DIŞ HABERLER SERVİSİ
Dünya Müslüman Âlimler birliğinden yapılan yazılı bir açıklamada tüm dünya Müslümanlarına yönelik önemli bir çağrı yapıldı. Fetva mahiyeti taşıyan açıklama, Birliğin Başkanı Ahmed er-Reysuni ve Genel Sekreteri Ali Muhyiddin el-Karadaği'nin imzasıyla Birliğin resmi Facebook sayfasında yayımlandı.
Dünya Müslüman Âlimler Birliği, işgal ettiği tüm topraklardan çekilinceye kadar siyonist işgal rejiminin ekonomik boykot dahil kapsamlı bir şekilde boykot edilmesi gerektiğini bildirdi. Yapılan bu çağrı aynı zamanda ihanet anlaşmasını imzalayan hain rejimlere, çözümün siyonist işgalciyle normalleşme ile değil boykot ve caydırma ile mümkün olabileceğini bir kez daha göstermiş oldu.
“BOYKOT, SİYONİSTLER İŞGAL TOPRAKLARINDAN ÇEKİLİNCEYE KADAR DEVAM ETMELİDİR”
Birliğin Başkanı Ahmed er-Reysuni ve Genel Sekreteri Ali Muhyiddin el-Karadaği'nin imzasıyla yayımlanan açıklamada, "Tüm Müslümanların, işgal ettiği topraklardan tamamen çekilinceye kadar israil'e kapsamlı ekonomik boykot uygulaması gerekir." ifadelerine yer verildi.

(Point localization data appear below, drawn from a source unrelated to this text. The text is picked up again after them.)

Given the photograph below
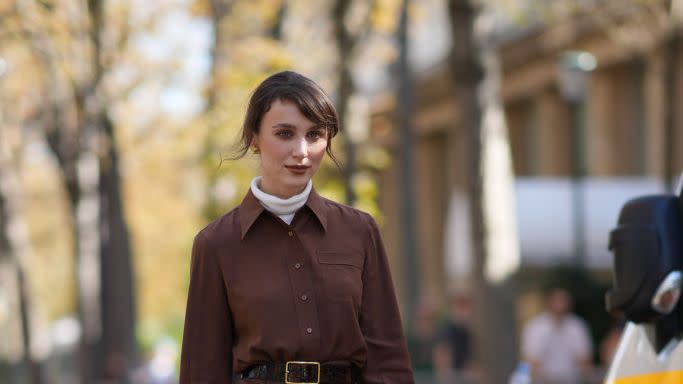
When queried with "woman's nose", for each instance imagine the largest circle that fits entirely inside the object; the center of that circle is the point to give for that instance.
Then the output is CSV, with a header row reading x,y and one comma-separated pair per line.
x,y
300,148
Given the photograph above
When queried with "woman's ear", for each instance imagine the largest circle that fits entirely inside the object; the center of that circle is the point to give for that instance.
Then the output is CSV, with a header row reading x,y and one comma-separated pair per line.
x,y
254,145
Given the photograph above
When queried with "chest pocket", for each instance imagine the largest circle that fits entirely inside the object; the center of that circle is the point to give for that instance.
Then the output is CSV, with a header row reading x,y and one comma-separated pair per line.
x,y
341,272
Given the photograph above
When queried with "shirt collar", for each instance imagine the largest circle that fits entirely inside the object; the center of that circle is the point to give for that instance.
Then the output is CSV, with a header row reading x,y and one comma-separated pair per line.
x,y
250,209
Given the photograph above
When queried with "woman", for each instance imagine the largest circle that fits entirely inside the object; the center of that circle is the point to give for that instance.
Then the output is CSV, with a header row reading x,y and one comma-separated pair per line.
x,y
290,286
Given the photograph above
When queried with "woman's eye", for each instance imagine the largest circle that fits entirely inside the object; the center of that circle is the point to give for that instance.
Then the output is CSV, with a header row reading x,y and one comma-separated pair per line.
x,y
313,135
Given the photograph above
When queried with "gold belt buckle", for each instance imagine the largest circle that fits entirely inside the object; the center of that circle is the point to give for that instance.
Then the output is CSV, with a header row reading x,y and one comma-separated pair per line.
x,y
302,363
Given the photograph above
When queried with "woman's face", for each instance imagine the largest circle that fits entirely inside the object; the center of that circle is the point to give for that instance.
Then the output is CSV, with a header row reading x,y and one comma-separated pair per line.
x,y
291,149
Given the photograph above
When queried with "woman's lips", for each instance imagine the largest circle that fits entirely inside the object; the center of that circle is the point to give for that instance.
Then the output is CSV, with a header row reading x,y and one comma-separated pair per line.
x,y
298,169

Açıklamanın devamında, "Fetvalarımız, topraklarımızı ve evlerimizi işgal eden, Filistin'deki ve Suriye'nin Golan Tepeleri'ndeki kardeşlerimize saldıran, topraklarına ve evlerine el koyan ve halen Mescid-i Aksa'yı işgal etmekte olan israil devletine, mallarına ve ürünlerine yöneliktir." ifadeleri kullanıldı.
“SİYONİST İŞGALCİLERE KARŞI DİRENMEK FARZ VE İNSANİ BİR SORUMLULUKTUR”

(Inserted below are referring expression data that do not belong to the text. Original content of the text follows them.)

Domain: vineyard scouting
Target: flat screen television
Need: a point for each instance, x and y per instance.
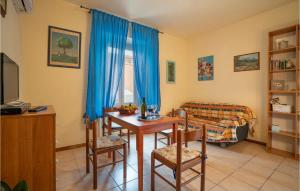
(9, 80)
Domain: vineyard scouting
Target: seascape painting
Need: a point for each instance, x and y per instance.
(246, 62)
(206, 68)
(171, 72)
(64, 48)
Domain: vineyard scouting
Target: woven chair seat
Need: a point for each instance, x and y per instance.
(169, 153)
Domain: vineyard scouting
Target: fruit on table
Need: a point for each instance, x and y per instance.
(129, 108)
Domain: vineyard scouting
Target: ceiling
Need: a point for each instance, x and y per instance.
(183, 17)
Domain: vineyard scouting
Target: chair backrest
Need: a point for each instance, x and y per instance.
(183, 115)
(188, 136)
(88, 123)
(91, 125)
(106, 110)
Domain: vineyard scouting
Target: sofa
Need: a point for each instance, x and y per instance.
(226, 123)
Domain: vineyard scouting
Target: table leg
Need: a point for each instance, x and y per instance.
(175, 126)
(140, 153)
(109, 129)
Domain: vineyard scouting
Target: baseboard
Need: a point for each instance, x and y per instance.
(70, 147)
(257, 142)
(283, 153)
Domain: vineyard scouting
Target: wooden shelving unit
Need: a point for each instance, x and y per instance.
(293, 134)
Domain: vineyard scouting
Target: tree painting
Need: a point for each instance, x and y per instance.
(64, 43)
(64, 47)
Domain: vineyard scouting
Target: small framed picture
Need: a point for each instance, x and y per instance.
(171, 72)
(64, 48)
(247, 62)
(3, 7)
(277, 84)
(206, 68)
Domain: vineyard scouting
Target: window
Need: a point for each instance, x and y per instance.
(126, 93)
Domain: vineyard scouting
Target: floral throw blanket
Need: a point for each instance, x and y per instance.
(221, 120)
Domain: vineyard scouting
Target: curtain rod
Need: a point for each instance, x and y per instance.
(89, 11)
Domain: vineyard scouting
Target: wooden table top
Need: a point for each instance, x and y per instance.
(133, 119)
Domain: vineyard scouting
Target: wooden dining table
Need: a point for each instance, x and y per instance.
(140, 128)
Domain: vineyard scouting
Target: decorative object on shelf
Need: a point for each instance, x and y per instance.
(282, 64)
(3, 7)
(64, 48)
(247, 62)
(171, 72)
(277, 84)
(283, 108)
(128, 109)
(275, 100)
(206, 68)
(275, 128)
(283, 59)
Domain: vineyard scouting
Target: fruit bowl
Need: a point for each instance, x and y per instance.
(127, 109)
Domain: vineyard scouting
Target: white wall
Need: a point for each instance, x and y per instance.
(10, 38)
(245, 88)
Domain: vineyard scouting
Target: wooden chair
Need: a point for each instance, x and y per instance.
(115, 127)
(180, 159)
(168, 134)
(106, 144)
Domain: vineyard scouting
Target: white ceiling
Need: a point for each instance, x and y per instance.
(183, 17)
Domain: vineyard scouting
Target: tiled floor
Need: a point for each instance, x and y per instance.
(241, 167)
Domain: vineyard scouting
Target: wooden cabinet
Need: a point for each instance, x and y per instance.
(28, 149)
(284, 67)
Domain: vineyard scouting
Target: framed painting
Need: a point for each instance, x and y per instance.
(206, 68)
(64, 48)
(247, 62)
(171, 72)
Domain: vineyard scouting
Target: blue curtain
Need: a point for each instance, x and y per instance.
(146, 63)
(106, 61)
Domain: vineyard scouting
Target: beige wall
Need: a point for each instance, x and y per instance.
(65, 88)
(62, 87)
(245, 88)
(173, 49)
(10, 38)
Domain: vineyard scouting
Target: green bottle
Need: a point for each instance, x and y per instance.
(143, 108)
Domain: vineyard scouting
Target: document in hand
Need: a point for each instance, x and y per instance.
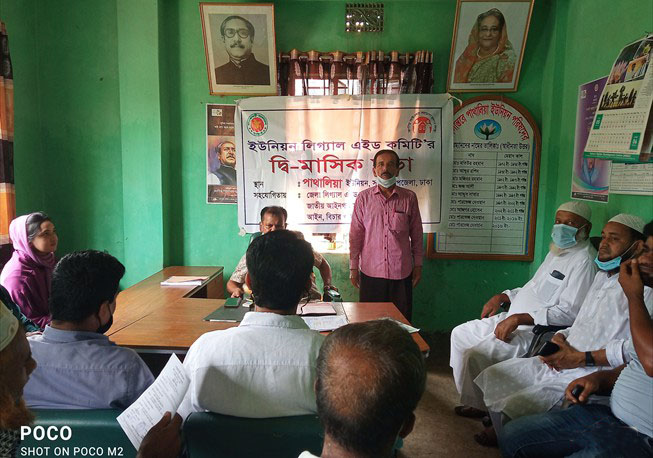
(183, 280)
(164, 395)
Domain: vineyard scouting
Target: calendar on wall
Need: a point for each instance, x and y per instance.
(618, 130)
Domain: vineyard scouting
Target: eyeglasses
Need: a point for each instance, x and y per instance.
(242, 33)
(487, 29)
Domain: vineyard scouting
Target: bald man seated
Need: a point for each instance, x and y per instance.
(370, 378)
(552, 297)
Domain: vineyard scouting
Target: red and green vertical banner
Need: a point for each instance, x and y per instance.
(7, 191)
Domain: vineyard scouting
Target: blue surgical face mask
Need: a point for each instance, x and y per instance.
(564, 236)
(386, 183)
(613, 263)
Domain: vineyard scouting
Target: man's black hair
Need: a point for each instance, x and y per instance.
(370, 377)
(81, 282)
(279, 212)
(33, 224)
(279, 265)
(248, 24)
(383, 151)
(648, 230)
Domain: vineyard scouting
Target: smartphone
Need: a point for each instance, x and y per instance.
(232, 302)
(547, 349)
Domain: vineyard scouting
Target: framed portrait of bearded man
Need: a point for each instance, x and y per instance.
(488, 45)
(240, 48)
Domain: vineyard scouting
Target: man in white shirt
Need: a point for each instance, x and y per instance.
(552, 297)
(274, 219)
(520, 387)
(266, 366)
(625, 428)
(370, 378)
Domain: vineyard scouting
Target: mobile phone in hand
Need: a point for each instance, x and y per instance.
(548, 348)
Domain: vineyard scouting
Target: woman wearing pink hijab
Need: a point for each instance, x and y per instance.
(28, 273)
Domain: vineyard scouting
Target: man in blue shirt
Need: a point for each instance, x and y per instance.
(625, 428)
(78, 366)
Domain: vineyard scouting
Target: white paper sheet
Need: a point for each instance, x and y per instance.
(164, 395)
(407, 327)
(325, 323)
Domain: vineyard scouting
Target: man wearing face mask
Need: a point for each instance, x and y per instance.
(595, 341)
(551, 298)
(385, 238)
(78, 366)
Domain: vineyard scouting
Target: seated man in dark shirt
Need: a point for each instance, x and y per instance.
(243, 68)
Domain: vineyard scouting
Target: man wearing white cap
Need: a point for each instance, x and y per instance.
(16, 364)
(519, 387)
(552, 297)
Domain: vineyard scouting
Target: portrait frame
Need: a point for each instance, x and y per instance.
(488, 61)
(237, 65)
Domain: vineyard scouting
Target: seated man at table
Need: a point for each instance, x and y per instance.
(596, 341)
(552, 297)
(370, 377)
(78, 366)
(266, 366)
(625, 428)
(274, 219)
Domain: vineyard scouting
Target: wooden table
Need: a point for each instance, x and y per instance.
(154, 318)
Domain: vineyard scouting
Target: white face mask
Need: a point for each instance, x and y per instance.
(386, 183)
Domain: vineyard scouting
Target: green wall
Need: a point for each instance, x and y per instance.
(113, 110)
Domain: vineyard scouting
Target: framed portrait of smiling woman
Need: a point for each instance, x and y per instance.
(488, 45)
(240, 48)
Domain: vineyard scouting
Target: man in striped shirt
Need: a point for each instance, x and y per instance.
(385, 238)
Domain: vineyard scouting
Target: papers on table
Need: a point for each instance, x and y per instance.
(164, 395)
(316, 308)
(325, 323)
(407, 327)
(184, 280)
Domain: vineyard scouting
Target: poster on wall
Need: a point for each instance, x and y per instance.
(220, 154)
(590, 177)
(619, 130)
(314, 155)
(488, 45)
(493, 204)
(636, 179)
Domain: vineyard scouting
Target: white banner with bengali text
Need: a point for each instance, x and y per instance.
(313, 155)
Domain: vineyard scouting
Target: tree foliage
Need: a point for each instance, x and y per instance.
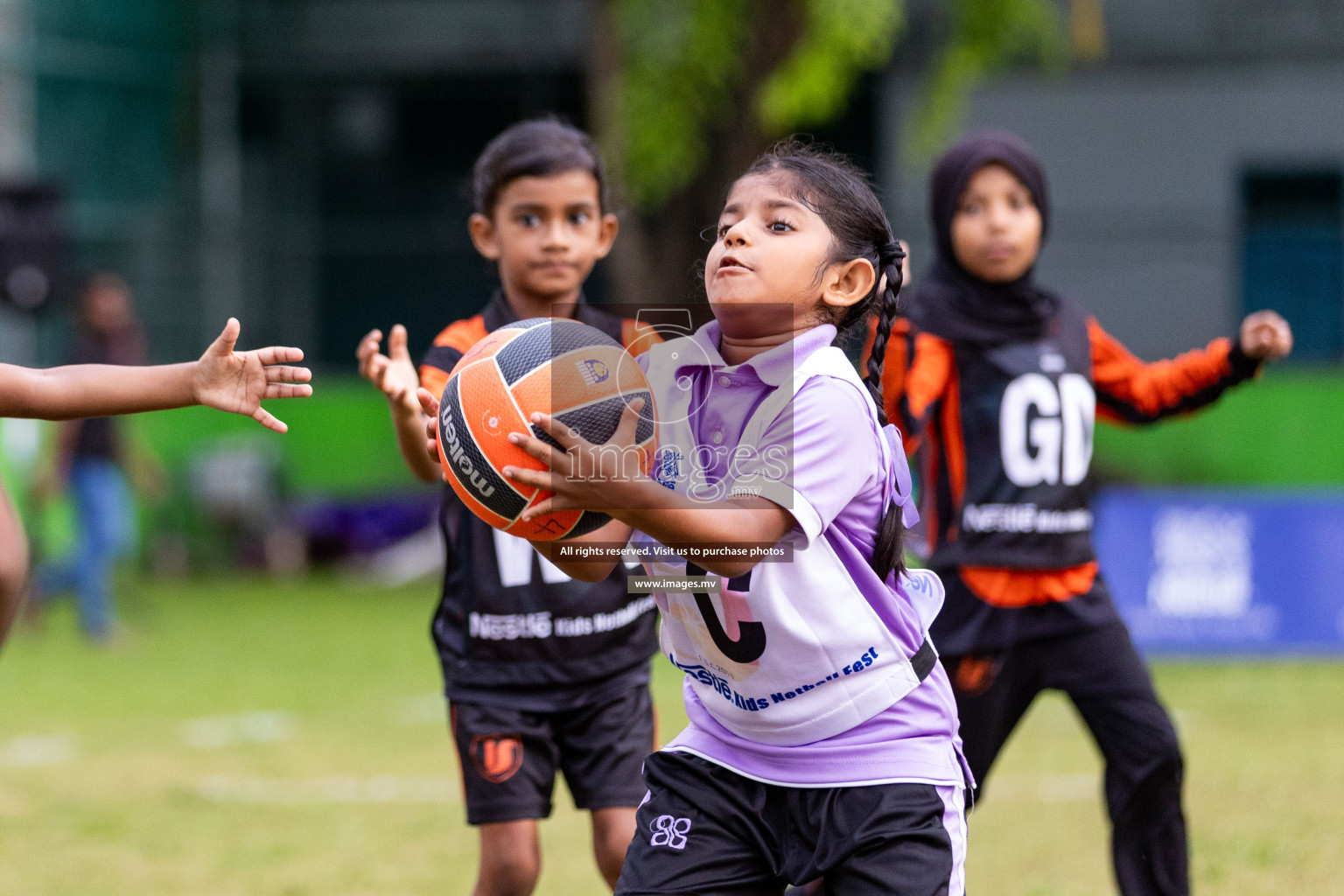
(684, 63)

Saldırıyı caydırmak, saldırganları işgal edilen topraklardan kovmak ve onlara her türlü meşru yolla direnmenin İslami hükümlere göre farz ve insani bir zorunluluk olduğu kaydedilen açıklamada, işgalcilere karşı tüm meşru yollarla direnmeyi uluslararası yasalar, Birleşmiş Milletler kararları, uluslararası anlaşmalar ve devlet anayasalarının da kabul ettiği aktarıldı.
“GASPÇI İŞGALCİLERİN ÜRÜNLERİNİ, ALAN DA PAZARLAYAN DA BU SUÇA ORTAKTIR”

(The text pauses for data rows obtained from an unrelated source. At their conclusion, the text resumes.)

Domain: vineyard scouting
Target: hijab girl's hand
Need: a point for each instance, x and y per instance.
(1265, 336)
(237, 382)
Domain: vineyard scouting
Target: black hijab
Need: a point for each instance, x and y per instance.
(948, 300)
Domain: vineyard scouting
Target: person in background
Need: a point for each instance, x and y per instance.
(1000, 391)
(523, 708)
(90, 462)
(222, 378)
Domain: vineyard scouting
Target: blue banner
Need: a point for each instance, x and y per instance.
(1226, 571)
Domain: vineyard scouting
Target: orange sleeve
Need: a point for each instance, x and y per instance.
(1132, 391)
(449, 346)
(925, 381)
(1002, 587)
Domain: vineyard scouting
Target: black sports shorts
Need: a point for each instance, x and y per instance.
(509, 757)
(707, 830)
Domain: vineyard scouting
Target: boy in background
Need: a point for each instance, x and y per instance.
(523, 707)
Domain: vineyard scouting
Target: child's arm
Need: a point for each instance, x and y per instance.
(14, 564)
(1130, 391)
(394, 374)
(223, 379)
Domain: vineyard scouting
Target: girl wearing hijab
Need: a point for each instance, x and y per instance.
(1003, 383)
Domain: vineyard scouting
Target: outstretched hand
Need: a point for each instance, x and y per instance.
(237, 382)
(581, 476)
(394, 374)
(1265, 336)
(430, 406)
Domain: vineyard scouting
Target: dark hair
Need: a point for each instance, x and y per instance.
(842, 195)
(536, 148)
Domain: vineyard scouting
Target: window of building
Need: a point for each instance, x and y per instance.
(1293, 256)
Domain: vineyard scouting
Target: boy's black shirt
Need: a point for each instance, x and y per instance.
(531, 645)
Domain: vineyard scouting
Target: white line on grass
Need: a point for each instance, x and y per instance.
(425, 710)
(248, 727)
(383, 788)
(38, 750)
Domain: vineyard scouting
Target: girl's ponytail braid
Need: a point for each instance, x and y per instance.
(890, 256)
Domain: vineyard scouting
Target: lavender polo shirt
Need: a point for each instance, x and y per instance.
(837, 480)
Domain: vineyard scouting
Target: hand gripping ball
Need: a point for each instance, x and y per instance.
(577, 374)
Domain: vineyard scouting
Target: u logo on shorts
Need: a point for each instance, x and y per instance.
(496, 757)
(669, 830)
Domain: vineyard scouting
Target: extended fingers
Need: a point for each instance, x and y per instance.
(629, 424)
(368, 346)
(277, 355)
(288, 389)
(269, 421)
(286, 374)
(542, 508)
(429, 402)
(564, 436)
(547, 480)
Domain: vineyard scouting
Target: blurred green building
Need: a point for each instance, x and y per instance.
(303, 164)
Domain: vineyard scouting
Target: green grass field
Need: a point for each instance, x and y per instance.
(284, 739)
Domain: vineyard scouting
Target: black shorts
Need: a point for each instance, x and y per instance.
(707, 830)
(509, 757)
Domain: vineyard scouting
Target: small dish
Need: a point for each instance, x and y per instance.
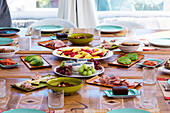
(159, 62)
(9, 66)
(131, 93)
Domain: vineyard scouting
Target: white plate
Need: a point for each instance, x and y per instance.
(109, 54)
(77, 75)
(163, 69)
(165, 42)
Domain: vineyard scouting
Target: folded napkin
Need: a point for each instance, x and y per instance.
(165, 93)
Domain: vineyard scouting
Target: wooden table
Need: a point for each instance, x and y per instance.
(89, 97)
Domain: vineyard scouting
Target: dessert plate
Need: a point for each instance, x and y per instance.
(131, 93)
(109, 28)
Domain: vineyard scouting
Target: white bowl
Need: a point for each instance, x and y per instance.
(10, 54)
(128, 48)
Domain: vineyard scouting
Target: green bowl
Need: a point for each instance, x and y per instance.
(52, 84)
(84, 41)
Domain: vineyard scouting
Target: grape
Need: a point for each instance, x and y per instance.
(89, 73)
(93, 70)
(81, 70)
(84, 66)
(84, 73)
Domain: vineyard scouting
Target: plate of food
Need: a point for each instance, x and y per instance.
(151, 63)
(8, 63)
(6, 41)
(52, 44)
(112, 80)
(35, 82)
(8, 31)
(49, 28)
(35, 61)
(80, 69)
(121, 92)
(82, 53)
(165, 42)
(127, 60)
(166, 67)
(109, 28)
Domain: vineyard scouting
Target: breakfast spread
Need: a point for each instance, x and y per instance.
(84, 53)
(167, 64)
(129, 44)
(115, 80)
(34, 60)
(7, 61)
(55, 44)
(128, 58)
(122, 90)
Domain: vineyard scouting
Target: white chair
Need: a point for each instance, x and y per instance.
(57, 21)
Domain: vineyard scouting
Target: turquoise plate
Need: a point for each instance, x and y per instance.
(131, 93)
(9, 66)
(5, 41)
(109, 28)
(128, 110)
(50, 28)
(160, 42)
(25, 110)
(159, 62)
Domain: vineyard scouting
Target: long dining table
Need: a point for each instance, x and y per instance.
(91, 98)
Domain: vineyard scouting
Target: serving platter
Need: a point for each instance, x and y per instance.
(109, 28)
(159, 62)
(77, 75)
(163, 69)
(131, 93)
(40, 85)
(115, 62)
(8, 31)
(45, 65)
(24, 110)
(49, 28)
(109, 54)
(6, 41)
(95, 81)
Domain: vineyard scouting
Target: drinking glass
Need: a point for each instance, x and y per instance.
(2, 87)
(56, 98)
(149, 75)
(35, 32)
(147, 98)
(24, 43)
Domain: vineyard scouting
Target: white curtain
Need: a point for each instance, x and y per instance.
(80, 12)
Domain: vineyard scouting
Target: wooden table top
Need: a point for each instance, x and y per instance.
(89, 97)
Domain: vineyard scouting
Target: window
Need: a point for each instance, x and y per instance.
(33, 9)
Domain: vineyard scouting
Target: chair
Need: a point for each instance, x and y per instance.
(57, 21)
(125, 24)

İşgalin geçici bir durum olduğu ve vatandaşların özel mülklerine el koyamayacağı vurgulanan açıklamada, gaspçı işgalcilerin ürünlerini satın alan veya pazarlayan kişinin günahkar olduğu ve bu suça iştirak etmiş sayıldığı belirtildi.
İslam'ın kesin delillerine göre gaspçı işgalcinin ürettiği tüm malların, teknolojik ürünlerin ve hizmetlerin alınması, satılması, ithalatının yapılması, faydalanılması ve pazarlanmasının caiz olmadığı kaydedilen açıklamada, tüm bu malların gasp edilmiş mal kabul edildiği vurgulandı.
İsrail ürünleri ve mallarının alınması ve satılmasına ortak olanların siyonist işgalcilerin işlediği suçlara, gasp edilen malların tüketilmesine ve günahına da ortak olduğu hatırlatılan açıklamada, bu boykotun herkes tarafından dikkate alınması ve işgal bitene kadar sürmesinin de altı çizildi.
SİYONİST İŞGAL REJİMİ İLE NORMALLEŞME
Birleşik Arap Emirlikleri (BAE) ve Bahreyn rejimleri, 15 Eylül'de Beyaz Saray'da düzenlenen törenle siyonist işgal rejimi ile ilişkileri normalleştirme yönünde hain bir anlaşmaya imza atmıştı.
Bu iki hain rejim, 1979’da Mısır'ın, 1994'te de Ürdün'ün ardından siyonist işgal rejimi ile normalleşme anlaşması imzalayarak başta Filistin davası olmak üzere tüm Müslümanlara ihanet eden üçüncü ve dördüncü Arap ülkeleri olmuştu.
Ancak ilerleyen tarihlerde bu ihanet zincirine Sudan ve Fas rejimlerinin de katılması yaşanılan hayal kırıklığını biraz daha arttırmıştı.